The Navy Has Developed a New State-Of-the-Art Drone

The Navy Has Developed a New State-Of-the-Art Drone

The news: Not to be outdone in drone news this week, the Navy pulled off a successful launch of a drone from a completely submerged submarine. The USS Providence shot the unmanned drone from its torpedo tube while entirely underwater.

Named the eXperimental Fuel Cell Unmanned Aerial System (XFC UAS), the drone launch is the culmination of six years of research by the U.S. Naval Research Laboratory, with contributions from the Office of Naval Research and the Department of Defense Rapid Reaction Technology Office. The drone, shot from the submarine's launch system for Tomahawk cruise missiles, is powered entirely by electric fuel cells and can operate for up to six hours.

The backstory: The U.S. military has been making waves with drone advancements this year.

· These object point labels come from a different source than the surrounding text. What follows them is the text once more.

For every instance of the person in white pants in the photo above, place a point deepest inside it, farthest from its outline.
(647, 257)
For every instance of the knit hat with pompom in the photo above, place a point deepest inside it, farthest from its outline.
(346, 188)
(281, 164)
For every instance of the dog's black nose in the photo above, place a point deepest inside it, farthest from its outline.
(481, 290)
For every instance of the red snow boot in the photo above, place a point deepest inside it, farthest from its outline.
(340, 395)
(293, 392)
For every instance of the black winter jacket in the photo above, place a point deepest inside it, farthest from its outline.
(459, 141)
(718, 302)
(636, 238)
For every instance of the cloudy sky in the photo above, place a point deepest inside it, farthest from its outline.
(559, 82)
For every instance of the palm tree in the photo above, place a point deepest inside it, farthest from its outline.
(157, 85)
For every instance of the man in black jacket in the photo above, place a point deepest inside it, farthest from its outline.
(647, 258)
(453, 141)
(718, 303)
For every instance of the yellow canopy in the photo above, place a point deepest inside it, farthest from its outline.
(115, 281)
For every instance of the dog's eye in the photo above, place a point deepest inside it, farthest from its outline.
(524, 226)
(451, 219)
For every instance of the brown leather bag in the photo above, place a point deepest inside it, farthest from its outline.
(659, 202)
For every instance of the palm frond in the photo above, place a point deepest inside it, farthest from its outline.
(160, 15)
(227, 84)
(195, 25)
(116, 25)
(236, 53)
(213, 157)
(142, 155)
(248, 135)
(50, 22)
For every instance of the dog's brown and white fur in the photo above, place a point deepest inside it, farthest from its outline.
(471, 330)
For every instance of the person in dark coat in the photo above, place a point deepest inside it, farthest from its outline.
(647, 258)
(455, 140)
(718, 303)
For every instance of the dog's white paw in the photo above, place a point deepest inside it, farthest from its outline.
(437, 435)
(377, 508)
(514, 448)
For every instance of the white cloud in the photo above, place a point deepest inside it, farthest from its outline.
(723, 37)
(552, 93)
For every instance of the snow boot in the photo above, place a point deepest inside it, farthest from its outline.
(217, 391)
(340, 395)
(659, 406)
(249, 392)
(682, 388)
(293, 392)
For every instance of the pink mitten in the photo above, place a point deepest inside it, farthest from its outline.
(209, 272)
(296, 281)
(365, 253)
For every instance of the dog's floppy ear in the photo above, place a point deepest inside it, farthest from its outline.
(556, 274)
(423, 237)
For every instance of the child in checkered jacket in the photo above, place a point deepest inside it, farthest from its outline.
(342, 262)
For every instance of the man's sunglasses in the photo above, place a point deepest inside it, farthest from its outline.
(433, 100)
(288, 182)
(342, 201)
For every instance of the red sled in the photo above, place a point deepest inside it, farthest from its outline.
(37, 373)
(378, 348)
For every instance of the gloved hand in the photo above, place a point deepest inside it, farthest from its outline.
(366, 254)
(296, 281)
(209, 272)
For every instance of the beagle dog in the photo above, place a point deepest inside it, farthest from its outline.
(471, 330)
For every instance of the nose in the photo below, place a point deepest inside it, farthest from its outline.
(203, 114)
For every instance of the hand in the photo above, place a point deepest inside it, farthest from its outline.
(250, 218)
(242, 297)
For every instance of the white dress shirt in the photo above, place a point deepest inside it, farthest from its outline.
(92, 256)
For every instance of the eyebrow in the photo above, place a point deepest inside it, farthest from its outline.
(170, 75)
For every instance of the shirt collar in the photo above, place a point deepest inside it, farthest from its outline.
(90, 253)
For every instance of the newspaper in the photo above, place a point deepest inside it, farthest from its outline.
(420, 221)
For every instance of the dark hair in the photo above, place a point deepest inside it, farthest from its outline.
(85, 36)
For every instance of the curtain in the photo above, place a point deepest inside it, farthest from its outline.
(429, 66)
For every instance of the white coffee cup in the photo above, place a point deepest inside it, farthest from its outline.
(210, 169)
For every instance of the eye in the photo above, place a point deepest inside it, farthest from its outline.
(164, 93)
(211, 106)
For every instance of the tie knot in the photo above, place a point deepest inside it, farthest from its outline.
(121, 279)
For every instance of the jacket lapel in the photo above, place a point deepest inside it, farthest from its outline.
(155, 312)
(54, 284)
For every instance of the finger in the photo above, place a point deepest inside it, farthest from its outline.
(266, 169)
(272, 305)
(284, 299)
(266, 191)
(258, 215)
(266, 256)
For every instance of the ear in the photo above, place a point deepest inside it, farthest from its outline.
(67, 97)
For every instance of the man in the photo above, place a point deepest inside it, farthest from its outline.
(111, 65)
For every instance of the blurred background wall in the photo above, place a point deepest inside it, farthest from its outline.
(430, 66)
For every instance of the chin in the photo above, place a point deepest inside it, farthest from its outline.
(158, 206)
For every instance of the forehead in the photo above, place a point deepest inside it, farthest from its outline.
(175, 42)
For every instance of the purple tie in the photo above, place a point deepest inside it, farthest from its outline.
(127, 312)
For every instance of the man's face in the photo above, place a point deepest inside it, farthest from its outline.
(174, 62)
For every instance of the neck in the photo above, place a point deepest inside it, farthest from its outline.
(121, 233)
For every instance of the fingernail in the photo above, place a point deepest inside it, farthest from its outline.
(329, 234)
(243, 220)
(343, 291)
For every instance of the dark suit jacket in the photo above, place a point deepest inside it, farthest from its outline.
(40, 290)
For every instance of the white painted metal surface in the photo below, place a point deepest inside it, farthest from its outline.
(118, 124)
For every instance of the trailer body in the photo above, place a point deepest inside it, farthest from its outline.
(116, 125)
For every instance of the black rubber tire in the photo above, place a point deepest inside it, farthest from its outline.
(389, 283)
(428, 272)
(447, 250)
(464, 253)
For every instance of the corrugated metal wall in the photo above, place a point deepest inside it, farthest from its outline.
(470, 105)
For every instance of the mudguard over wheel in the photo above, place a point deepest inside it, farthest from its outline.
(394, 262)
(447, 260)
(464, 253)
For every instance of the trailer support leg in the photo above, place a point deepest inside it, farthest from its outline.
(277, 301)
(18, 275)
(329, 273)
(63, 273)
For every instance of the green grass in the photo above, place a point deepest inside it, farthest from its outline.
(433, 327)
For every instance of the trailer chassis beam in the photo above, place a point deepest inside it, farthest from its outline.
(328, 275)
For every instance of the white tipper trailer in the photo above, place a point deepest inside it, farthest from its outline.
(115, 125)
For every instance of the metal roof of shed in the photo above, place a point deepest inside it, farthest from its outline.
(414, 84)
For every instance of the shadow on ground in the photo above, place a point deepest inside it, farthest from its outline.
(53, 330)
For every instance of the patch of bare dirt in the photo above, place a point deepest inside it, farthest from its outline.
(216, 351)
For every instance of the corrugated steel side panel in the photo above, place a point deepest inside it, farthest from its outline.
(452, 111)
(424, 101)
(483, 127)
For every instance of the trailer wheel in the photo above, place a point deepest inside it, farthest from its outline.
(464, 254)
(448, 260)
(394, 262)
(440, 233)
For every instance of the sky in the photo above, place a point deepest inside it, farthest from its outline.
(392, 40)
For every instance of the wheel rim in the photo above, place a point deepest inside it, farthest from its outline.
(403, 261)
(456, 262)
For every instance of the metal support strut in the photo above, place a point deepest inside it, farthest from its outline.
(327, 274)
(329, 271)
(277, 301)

In July, the X-47B drone successfully landed on an aircraft carrier, making it the first unmanned vehicle ever to do so.


Because of the high difficulty in landing on an aircraft carrier, even for manned vehicles, the X-47B landing was considered to be historic, something to be remembered by generations to come. And now the Navy is launching drones from underwater.

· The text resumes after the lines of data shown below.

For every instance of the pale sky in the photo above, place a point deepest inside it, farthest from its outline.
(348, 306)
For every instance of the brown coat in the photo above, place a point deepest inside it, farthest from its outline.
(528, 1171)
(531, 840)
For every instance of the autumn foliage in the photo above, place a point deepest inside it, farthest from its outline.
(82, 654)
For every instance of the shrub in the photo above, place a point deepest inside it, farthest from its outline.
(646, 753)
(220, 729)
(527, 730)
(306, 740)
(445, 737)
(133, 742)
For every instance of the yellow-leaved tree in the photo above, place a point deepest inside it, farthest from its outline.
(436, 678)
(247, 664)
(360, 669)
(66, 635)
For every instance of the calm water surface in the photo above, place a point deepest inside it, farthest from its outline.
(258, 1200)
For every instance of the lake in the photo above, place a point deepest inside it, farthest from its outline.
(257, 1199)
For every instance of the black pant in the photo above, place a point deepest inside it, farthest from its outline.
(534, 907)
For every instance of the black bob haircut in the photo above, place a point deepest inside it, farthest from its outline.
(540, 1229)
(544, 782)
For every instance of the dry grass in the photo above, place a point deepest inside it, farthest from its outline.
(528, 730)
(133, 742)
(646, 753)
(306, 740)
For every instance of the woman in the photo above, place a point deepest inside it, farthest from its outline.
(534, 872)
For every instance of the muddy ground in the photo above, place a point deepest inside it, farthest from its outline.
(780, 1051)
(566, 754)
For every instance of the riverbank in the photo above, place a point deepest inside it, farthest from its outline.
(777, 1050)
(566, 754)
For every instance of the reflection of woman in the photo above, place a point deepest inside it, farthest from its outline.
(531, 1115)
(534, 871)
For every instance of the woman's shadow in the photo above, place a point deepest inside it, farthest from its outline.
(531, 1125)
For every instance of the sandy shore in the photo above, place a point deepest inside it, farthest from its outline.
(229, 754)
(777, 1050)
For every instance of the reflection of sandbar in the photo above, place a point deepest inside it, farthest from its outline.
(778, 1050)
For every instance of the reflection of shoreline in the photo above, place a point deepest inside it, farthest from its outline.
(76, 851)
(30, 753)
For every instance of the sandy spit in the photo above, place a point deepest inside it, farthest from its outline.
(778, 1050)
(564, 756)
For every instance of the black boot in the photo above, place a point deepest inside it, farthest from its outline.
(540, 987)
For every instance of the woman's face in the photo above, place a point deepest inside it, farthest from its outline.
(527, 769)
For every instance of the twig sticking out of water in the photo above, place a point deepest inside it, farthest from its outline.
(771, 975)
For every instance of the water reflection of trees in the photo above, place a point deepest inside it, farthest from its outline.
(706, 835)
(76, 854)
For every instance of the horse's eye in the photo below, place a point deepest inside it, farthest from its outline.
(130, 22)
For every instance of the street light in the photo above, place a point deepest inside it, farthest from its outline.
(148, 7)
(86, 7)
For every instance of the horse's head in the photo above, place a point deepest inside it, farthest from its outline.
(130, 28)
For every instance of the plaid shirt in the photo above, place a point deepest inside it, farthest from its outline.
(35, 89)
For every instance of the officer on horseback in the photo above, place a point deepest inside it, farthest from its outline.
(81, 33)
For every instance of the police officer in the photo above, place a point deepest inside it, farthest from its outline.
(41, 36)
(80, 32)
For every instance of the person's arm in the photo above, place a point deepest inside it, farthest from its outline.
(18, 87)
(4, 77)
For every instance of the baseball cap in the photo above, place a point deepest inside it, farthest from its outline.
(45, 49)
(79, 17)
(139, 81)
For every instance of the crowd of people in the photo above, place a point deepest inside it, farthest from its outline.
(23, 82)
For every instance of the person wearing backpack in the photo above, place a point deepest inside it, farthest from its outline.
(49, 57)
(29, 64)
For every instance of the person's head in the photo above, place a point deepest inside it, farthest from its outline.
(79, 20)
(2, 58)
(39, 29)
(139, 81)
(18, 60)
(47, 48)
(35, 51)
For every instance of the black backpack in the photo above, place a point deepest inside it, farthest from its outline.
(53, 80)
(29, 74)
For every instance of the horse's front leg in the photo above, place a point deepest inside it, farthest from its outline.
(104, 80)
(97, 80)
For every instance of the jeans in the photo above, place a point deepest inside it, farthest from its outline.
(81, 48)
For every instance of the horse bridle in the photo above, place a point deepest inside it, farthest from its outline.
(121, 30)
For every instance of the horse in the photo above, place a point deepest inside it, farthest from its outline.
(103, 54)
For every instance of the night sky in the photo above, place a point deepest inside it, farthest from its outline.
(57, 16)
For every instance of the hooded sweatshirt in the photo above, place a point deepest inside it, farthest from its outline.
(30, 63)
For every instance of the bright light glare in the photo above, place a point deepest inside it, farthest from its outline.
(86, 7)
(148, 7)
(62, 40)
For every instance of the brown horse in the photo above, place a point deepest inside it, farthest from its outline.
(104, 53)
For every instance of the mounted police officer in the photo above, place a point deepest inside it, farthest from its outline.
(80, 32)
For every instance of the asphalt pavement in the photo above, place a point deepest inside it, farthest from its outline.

Why this matters: This will be a huge boon to the Navy’s special operations. Dr. Warren Shultz, program manager at the Naval Research Laboratory, said, “This six year effort represents the best in collaboration of a Naval laboratory and industry to produce technology that meets the needs of the special operations community.” The XFC UAS provides an “unprecedented paradigm shift” in Naval operations.

What this means is that the U.S. military can now launch a drone from virtually anywhere, land or sea. It’s just further evidence that drones are the future of warfare, for better or worse. The military is working, apparently tirelessly, to eliminate any restrictions to drone warfare. Now, not even an ocean can stop a drone launch. Hail, robots.